Gaatjes kunnen ontstaan als bacteriën zich lang genoeg in de mond bevinden. De uitscheiding van deze bacteriën is namelijk zuur en dat schaadt de tanden. Vooral tussen tanden en kiezen in, waar bacteriën gemakkelijker langer blijven zitten, ontstaan vaak gaatjes.

Gaatjes vullen

Voordat we gaatjes kunnen vullen, maken we de tand of kies schoon.
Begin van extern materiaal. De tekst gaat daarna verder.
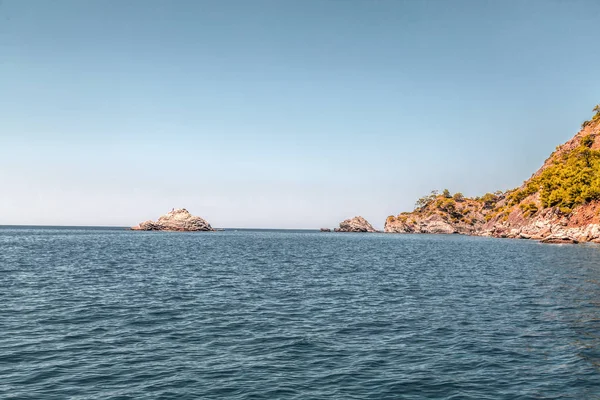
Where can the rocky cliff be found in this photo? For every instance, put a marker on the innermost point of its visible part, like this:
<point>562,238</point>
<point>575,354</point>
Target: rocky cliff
<point>356,224</point>
<point>560,203</point>
<point>175,220</point>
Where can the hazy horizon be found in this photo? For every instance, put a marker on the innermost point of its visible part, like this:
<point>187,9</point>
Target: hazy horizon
<point>272,114</point>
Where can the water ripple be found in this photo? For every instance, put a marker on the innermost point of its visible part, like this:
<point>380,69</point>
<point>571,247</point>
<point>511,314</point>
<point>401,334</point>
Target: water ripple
<point>112,314</point>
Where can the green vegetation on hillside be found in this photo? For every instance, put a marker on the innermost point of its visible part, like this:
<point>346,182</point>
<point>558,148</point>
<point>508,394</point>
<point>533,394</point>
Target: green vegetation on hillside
<point>596,117</point>
<point>573,179</point>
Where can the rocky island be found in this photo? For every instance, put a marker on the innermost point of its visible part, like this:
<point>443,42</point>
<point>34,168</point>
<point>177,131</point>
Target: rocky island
<point>175,220</point>
<point>356,224</point>
<point>560,203</point>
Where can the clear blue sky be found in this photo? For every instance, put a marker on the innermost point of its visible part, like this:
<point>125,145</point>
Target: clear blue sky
<point>284,114</point>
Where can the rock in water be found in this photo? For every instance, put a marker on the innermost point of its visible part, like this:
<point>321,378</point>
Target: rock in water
<point>356,224</point>
<point>175,220</point>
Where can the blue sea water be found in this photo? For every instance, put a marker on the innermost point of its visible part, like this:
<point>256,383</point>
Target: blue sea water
<point>115,314</point>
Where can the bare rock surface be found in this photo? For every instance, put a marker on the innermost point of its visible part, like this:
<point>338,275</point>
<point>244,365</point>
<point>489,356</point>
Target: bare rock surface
<point>517,213</point>
<point>175,220</point>
<point>356,224</point>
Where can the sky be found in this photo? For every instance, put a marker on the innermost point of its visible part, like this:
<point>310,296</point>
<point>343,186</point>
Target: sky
<point>281,114</point>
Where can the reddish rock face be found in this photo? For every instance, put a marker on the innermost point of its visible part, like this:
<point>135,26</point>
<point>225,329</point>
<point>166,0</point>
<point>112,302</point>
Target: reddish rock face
<point>496,215</point>
<point>175,220</point>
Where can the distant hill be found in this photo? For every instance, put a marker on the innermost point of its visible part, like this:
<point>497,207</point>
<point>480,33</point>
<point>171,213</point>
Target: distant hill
<point>560,203</point>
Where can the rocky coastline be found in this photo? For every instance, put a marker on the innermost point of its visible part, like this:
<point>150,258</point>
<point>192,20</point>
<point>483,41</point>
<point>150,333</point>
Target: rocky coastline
<point>356,224</point>
<point>560,203</point>
<point>179,220</point>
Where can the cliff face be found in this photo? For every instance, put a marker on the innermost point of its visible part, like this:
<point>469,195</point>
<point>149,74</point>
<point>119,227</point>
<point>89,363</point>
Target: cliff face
<point>560,202</point>
<point>175,220</point>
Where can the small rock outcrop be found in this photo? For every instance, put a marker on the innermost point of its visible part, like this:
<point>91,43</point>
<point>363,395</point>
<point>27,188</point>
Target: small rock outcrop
<point>175,220</point>
<point>356,224</point>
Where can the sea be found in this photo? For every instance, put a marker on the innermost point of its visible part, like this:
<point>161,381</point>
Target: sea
<point>107,313</point>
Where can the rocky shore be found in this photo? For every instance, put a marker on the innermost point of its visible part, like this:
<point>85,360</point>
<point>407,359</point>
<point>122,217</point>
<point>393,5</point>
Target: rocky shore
<point>560,203</point>
<point>356,224</point>
<point>176,220</point>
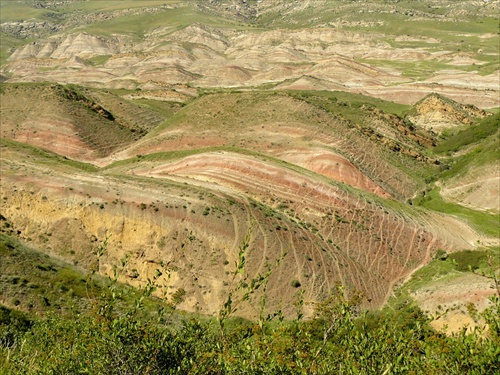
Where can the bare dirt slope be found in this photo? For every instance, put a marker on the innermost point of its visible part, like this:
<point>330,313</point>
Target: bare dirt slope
<point>274,166</point>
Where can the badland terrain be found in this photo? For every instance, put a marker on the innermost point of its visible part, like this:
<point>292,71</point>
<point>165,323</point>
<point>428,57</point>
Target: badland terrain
<point>334,141</point>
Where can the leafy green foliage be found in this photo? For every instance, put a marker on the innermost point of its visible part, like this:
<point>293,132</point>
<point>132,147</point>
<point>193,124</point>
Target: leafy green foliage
<point>473,134</point>
<point>338,338</point>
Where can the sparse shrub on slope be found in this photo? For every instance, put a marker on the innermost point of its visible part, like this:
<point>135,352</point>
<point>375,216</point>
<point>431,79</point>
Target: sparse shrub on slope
<point>338,339</point>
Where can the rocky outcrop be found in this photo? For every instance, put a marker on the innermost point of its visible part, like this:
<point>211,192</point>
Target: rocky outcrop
<point>436,112</point>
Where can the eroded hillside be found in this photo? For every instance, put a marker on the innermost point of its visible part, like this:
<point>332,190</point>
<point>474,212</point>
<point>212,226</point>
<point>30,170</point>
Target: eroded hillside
<point>347,141</point>
<point>320,181</point>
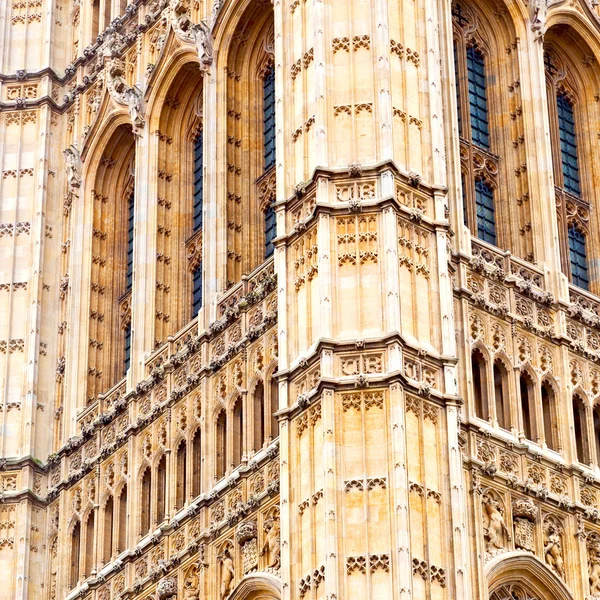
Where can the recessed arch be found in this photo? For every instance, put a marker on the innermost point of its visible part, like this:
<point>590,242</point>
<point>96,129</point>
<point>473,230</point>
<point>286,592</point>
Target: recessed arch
<point>525,570</point>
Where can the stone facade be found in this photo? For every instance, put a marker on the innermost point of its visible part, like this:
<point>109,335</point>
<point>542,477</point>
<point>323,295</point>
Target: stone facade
<point>388,213</point>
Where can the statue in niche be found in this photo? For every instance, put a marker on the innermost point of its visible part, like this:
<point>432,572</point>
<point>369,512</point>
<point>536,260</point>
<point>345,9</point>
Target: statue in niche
<point>204,44</point>
<point>191,584</point>
<point>593,547</point>
<point>494,526</point>
<point>227,573</point>
<point>272,545</point>
<point>73,160</point>
<point>133,97</point>
<point>553,553</point>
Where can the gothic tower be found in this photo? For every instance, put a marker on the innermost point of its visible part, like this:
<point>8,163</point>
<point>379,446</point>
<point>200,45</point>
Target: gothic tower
<point>299,299</point>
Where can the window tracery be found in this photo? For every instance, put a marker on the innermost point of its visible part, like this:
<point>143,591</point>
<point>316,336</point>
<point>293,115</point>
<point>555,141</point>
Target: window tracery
<point>491,152</point>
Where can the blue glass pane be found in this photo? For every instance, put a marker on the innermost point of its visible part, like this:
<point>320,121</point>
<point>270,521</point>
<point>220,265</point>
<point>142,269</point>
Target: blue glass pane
<point>480,133</point>
<point>486,221</point>
<point>568,144</point>
<point>269,118</point>
<point>127,359</point>
<point>197,291</point>
<point>198,181</point>
<point>457,90</point>
<point>129,268</point>
<point>270,231</point>
<point>578,256</point>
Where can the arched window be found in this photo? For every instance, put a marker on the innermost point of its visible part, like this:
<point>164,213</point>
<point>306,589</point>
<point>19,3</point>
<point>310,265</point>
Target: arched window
<point>89,545</point>
<point>196,464</point>
<point>578,258</point>
<point>527,406</point>
<point>75,552</point>
<point>580,430</point>
<point>146,502</point>
<point>221,444</point>
<point>270,230</point>
<point>571,114</point>
<point>501,396</point>
<point>122,531</point>
<point>478,368</point>
<point>95,20</point>
<point>549,415</point>
<point>274,392</point>
<point>269,118</point>
<point>259,416</point>
<point>238,432</point>
<point>161,490</point>
<point>108,530</point>
<point>181,476</point>
<point>478,195</point>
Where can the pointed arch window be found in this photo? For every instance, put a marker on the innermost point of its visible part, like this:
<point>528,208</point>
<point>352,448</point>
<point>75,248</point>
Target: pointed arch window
<point>197,290</point>
<point>198,181</point>
<point>478,193</point>
<point>108,529</point>
<point>572,198</point>
<point>269,118</point>
<point>122,531</point>
<point>478,369</point>
<point>75,554</point>
<point>568,143</point>
<point>578,257</point>
<point>270,230</point>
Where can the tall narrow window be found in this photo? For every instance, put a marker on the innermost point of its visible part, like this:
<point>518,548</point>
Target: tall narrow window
<point>580,428</point>
<point>146,501</point>
<point>127,348</point>
<point>181,475</point>
<point>549,414</point>
<point>198,181</point>
<point>161,490</point>
<point>486,222</point>
<point>108,530</point>
<point>75,554</point>
<point>527,410</point>
<point>89,544</point>
<point>480,133</point>
<point>274,390</point>
<point>578,258</point>
<point>501,396</point>
<point>122,534</point>
<point>270,230</point>
<point>197,291</point>
<point>221,444</point>
<point>130,217</point>
<point>568,144</point>
<point>478,368</point>
<point>259,417</point>
<point>238,432</point>
<point>597,432</point>
<point>269,118</point>
<point>479,211</point>
<point>196,463</point>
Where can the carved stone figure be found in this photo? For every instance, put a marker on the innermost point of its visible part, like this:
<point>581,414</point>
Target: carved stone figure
<point>73,160</point>
<point>272,545</point>
<point>190,584</point>
<point>494,526</point>
<point>553,553</point>
<point>227,573</point>
<point>204,44</point>
<point>166,589</point>
<point>133,96</point>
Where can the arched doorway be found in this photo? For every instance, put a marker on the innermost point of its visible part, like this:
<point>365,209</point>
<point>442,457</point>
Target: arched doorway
<point>257,586</point>
<point>521,576</point>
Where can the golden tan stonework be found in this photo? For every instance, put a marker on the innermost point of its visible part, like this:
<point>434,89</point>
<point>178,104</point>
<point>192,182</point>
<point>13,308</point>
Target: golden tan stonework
<point>300,299</point>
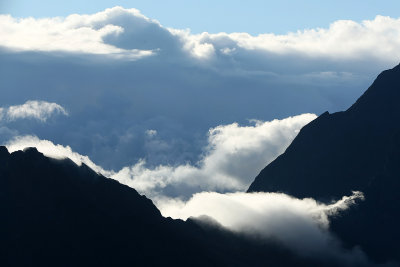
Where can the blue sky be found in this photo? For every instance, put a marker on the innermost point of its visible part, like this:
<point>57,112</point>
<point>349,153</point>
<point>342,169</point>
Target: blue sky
<point>253,17</point>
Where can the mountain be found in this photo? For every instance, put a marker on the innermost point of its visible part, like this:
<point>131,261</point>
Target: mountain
<point>358,149</point>
<point>56,213</point>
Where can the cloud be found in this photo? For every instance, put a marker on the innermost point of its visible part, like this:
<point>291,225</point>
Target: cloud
<point>75,33</point>
<point>49,149</point>
<point>179,83</point>
<point>130,34</point>
<point>40,110</point>
<point>233,157</point>
<point>302,225</point>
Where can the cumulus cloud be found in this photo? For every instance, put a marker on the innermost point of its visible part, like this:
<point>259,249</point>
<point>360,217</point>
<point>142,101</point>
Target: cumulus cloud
<point>49,149</point>
<point>106,33</point>
<point>233,152</point>
<point>190,83</point>
<point>40,110</point>
<point>233,157</point>
<point>300,224</point>
<point>75,33</point>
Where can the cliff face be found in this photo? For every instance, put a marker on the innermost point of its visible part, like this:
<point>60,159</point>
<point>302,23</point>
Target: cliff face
<point>357,149</point>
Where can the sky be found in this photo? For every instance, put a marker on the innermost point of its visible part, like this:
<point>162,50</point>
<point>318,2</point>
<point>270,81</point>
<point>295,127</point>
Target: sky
<point>187,102</point>
<point>254,17</point>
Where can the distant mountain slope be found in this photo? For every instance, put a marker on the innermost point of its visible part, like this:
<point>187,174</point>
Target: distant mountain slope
<point>358,149</point>
<point>55,213</point>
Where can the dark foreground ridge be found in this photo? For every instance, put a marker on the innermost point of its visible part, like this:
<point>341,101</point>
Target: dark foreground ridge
<point>55,213</point>
<point>358,149</point>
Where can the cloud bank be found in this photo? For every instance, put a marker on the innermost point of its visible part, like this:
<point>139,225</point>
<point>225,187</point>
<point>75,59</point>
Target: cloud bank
<point>32,109</point>
<point>120,74</point>
<point>233,157</point>
<point>300,224</point>
<point>106,32</point>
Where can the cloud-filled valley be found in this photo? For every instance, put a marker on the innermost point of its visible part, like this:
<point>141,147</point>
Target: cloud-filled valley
<point>120,74</point>
<point>189,120</point>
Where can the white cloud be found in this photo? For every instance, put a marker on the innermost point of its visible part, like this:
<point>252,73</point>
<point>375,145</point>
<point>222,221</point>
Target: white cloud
<point>40,110</point>
<point>49,149</point>
<point>300,224</point>
<point>75,33</point>
<point>377,38</point>
<point>234,156</point>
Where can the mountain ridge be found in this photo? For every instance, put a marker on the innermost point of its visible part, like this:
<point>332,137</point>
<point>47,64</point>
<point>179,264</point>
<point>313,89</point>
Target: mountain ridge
<point>352,150</point>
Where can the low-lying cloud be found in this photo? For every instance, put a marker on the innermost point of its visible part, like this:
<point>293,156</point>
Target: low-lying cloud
<point>233,157</point>
<point>120,74</point>
<point>32,109</point>
<point>299,224</point>
<point>302,225</point>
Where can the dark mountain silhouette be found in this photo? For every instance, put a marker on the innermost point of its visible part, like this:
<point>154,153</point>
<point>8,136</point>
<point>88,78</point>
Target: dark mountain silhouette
<point>358,149</point>
<point>55,213</point>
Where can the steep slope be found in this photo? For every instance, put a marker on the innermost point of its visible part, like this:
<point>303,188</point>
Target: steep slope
<point>55,213</point>
<point>353,150</point>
Dit betekent dat we in het glazuur boren, zodat het beschadigde deel van de tand verwijderd kan worden. Het zacht geworden weefsel halen we weg met een zogenaamde drilboor en daarna gaan we de tand of kies vullen. Dit doen we ofwel met composiet of met glasionomeer. Welk materiaal we gebruiken, hangt af van de plaats van het gaatje en de zuurgraad van de mond. Beide vulmiddelen zijn gewoon wit en worden zoveel mogelijk aangepast aan de kleur van uw gebit. Op die manier valt een vulling minder op. Beide materialen moeten worden uitgehard.

  1. Composiet hardt door specifiek licht binnen vier seconden uit
  2. Glasionomeer hardt door warmte binnen één tot twee minuten uit

Na het uitharden werken we de vulling bij, zodat uw tanden en kiezen goed op elkaar komen. Als we glasionomeer hebben gebruikt, wordt er nog een coating aangebracht die de vulling beschermt tegen slijtage.

Wij gebruiken geen zilverkleurige of zwarte vullingen.

De stopknop

Sinds kort gebruiken we een stopknop tijdens het vullen van gaatjes. Zo kunt u de tandarts laten stoppen, wanneer u dat wilt. De tandarts stopt dan meteen. Op deze manier behoudt u zelf de controle over de behandeling.

Vullingen vervangen

Soms moeten vullingen vervangen worden, bijvoorbeeld als ze schade hebben opgelopen. Ook door slijtage kan het soms zo zijn dat een vulling beter vervangen kan worden. De tandarts kijkt tijdens de controle welke vullingen aan vervanging toe zijn. Wij overleggen uiteraard altijd eerst met u voor we de vulling daadwerkelijk gaan vervangen.

Gaatjes melktanden

Ook kinderen kunnen gaatjes krijgen. Het melkgebit maakt dan op termijn plaats voor blijvende tanden en kiezen, maar de pijn in een melktand is net zo erg als in een blijvende tand. Daarom is het in veel gevallen beter om het gaatje te vullen voor er pijn ontstaat of andere problemen.

Kinderen kunnen de tandarts eng vinden. Zeker als ze voor het eerst een gaatje laten vullen. Daarom gebruiken wij de boor nooit langer dan vier tellen. Onze tandarts telt daarbij hardop, zodat kinderen weten wanneer de tandarts stopt met boren. Soms moet er dan wel meerdere keren vier tellen worden geboord. Na het boren worden de gaatjes gevuld met snel uithardend vulmateriaal, zodat de kinderen zo snel mogelijk weer klaar zijn.